There’s been a little buzz in the blogosphere about the complete lack of ethnic diversity among the Nebula Award Winners this year. But as a matter of fact, one of the five Nebula winners is Hispanic — as far as I can tell, I am the first Hispanic to win a Nebula. (“As far as I can tell” is an important qualifier, because you can’t always detect a person’s ethnic heritage by looking at the person’s name or skin color. So there may have been previous Hispanic Nebula winners whose ethnic background I’m unaware of. But I asked on Twitter & Facebook two weeks ago if there had been any Hispanic Nebula winners, and nobody replied with any information.)
I am the child of an Argentine immigrant to the United States. Although born in the U.S., I lived mostly in Latin America before age eleven, and was brought up bilingual in English and Spanish.
Here’s a scan from the Argentine passport I had when I was two years old:
See my name there? Erico Santiago Stone. (I figure “Erico” and “Stone” are pretty clear, but in case you don’t know, “Santiago” is Spanish for “James” [literally “Saint James”].) Don’t I look cute in my poncho? I think I’m about to fall out of that chair, though.

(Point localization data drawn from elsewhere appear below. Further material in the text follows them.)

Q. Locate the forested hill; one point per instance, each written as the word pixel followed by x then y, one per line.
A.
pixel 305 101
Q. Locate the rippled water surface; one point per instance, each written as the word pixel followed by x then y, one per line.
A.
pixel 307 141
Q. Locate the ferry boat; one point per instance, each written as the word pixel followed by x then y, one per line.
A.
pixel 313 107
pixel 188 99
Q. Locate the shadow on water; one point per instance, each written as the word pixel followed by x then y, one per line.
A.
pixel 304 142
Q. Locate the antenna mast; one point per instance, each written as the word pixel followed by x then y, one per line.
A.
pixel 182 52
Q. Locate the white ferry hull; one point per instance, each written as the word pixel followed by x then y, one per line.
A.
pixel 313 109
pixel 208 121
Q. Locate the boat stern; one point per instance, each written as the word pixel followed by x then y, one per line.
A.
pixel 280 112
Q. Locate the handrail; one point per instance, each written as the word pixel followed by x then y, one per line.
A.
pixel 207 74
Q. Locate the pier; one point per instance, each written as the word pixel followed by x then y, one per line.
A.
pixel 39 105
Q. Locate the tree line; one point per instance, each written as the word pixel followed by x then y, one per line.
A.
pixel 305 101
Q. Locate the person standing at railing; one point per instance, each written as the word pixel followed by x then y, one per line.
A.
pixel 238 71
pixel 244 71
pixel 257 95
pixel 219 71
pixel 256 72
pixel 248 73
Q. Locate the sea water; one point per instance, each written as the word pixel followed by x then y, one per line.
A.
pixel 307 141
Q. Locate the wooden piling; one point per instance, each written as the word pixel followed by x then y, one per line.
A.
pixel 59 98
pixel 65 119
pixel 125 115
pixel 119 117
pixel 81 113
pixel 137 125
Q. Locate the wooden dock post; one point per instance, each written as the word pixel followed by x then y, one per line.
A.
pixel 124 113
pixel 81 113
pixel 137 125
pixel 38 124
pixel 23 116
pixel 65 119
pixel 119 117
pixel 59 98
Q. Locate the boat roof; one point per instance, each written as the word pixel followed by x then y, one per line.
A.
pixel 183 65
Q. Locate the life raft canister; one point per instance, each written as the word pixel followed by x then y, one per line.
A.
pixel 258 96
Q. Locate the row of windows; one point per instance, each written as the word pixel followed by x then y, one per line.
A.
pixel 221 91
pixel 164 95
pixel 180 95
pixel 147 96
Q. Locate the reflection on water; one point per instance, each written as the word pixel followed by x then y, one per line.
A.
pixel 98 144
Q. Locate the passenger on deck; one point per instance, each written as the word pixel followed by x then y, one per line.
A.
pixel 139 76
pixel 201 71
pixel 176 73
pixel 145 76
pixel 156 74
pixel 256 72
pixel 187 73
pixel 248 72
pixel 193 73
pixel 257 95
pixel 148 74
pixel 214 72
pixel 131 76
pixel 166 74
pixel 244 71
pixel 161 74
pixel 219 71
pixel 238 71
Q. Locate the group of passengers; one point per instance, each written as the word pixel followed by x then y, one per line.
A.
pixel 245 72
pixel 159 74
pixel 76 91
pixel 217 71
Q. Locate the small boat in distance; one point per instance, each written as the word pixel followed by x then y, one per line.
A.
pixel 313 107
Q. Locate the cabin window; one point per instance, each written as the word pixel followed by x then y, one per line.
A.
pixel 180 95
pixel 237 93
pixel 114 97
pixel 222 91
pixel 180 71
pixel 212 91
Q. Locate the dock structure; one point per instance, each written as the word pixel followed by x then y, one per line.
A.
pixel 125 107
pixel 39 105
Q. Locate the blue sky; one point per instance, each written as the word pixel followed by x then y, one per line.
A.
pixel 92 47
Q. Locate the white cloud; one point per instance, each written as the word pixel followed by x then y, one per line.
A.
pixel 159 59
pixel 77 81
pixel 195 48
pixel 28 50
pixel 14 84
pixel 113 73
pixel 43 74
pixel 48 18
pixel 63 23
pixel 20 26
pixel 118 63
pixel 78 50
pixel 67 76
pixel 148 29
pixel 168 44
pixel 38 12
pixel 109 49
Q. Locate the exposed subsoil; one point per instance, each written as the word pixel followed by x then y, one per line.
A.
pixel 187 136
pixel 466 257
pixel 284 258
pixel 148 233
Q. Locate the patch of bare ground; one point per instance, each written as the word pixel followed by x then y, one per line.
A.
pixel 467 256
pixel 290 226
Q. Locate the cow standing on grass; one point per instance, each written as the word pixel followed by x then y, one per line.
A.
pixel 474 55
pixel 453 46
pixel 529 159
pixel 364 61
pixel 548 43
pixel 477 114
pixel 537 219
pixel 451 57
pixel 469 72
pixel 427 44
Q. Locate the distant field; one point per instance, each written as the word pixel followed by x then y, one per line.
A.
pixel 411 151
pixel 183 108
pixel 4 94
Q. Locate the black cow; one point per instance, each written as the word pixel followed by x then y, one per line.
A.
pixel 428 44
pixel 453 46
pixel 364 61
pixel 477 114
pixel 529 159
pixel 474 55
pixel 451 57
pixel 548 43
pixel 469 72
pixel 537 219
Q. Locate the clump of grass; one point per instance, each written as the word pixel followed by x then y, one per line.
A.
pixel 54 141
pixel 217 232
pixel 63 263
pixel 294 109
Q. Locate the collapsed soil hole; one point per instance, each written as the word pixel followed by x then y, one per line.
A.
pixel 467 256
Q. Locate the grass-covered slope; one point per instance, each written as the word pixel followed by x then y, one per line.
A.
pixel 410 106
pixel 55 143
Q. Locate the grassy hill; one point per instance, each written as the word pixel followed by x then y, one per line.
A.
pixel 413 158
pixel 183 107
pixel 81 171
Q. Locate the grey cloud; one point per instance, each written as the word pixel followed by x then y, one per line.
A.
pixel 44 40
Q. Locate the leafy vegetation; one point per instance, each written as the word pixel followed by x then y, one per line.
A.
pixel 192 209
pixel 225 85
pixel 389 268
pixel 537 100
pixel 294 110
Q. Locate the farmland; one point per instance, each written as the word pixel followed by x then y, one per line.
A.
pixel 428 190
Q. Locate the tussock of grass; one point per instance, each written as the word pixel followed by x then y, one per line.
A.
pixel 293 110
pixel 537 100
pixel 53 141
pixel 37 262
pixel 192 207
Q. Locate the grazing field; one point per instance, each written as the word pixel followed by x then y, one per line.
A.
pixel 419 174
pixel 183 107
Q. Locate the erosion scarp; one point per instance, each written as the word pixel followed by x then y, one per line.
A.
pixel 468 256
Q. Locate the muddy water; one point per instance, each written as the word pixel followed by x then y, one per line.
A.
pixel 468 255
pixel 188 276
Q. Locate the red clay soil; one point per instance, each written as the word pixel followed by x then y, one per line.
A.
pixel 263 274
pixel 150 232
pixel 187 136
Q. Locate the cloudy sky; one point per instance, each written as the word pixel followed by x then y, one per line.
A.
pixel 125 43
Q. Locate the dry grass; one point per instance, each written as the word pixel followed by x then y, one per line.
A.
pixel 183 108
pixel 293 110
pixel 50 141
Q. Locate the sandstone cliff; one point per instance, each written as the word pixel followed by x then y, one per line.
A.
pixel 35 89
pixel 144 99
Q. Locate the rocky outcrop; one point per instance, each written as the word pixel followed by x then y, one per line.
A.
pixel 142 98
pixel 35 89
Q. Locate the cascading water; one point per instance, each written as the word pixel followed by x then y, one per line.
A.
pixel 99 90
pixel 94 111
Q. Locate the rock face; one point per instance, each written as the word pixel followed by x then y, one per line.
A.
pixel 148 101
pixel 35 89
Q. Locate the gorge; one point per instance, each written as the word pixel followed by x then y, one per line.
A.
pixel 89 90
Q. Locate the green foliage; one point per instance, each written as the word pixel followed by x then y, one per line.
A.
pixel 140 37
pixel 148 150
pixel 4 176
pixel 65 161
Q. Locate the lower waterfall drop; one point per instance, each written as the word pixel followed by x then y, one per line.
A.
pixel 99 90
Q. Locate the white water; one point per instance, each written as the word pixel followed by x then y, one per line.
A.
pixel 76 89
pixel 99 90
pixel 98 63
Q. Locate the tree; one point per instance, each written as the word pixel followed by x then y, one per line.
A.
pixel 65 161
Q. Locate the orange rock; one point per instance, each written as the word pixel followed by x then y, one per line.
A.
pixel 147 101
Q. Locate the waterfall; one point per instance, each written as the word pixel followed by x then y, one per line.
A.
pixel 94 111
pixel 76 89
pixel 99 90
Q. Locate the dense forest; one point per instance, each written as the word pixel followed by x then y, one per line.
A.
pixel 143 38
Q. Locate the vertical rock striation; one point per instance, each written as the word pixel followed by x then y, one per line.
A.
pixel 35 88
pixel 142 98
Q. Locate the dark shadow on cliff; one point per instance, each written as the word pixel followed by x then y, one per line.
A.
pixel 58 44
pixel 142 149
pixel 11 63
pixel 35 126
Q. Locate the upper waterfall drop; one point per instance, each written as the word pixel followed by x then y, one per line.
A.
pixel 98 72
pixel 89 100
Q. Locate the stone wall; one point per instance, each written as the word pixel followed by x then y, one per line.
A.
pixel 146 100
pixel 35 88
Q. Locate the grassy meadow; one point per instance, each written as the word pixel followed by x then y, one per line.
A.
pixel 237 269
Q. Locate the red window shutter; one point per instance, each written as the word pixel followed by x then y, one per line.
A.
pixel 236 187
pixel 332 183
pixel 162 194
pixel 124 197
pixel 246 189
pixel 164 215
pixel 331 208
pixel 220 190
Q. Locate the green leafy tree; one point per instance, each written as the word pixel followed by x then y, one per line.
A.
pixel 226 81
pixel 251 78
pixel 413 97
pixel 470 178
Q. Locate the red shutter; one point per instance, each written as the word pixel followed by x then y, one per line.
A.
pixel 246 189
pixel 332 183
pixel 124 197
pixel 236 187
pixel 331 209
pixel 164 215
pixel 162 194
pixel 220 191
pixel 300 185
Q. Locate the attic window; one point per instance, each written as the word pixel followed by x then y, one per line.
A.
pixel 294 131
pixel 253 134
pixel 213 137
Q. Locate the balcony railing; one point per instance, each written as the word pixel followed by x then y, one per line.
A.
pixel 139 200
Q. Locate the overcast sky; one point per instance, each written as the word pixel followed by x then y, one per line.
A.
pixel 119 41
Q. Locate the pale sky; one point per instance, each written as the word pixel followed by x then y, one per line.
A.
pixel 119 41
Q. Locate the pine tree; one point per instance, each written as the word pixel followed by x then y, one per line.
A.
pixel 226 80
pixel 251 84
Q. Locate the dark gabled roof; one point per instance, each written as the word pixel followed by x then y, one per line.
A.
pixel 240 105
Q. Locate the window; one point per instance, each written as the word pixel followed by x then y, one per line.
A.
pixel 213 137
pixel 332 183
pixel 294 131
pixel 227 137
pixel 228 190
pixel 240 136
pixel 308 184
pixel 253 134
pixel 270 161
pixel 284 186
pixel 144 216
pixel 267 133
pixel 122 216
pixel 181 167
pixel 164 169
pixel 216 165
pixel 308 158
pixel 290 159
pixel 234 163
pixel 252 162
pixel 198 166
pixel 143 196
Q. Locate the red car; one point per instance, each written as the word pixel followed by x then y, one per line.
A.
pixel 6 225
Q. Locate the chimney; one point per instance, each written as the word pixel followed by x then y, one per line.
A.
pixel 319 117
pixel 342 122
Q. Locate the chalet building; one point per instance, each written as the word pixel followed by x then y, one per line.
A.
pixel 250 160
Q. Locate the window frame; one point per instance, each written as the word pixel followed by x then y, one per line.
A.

As a way of honoring my Hispanic heritage, I often use Hispanic characters in my stories. For example, the second most important character in my Nebula-winning story “That Leviathan, Whom Thou Hast Made,” solcetologist Juanita Merced, is Hispanic. The story I just sold to Analog, “Lobstersaurus,” has main characters of Hispanic ancestry who are colonists on an alien planet. And my favorite unpublished story, in which all the characters except the alien are Argentine, is currently submitted to a major market.
(For those expecting me to now present some sort of political twist in which I reveal I’m actually talking about global warming or the national debt or something — sorry to disappoint you. I’m telling the truth. And I decided I didn’t want to get political in this post and discuss the pros or cons of identity politics, whether in the spec-fic field or in general; I’m just presenting the fact that I’m Hispanic and that I’m happy to have that heritage.)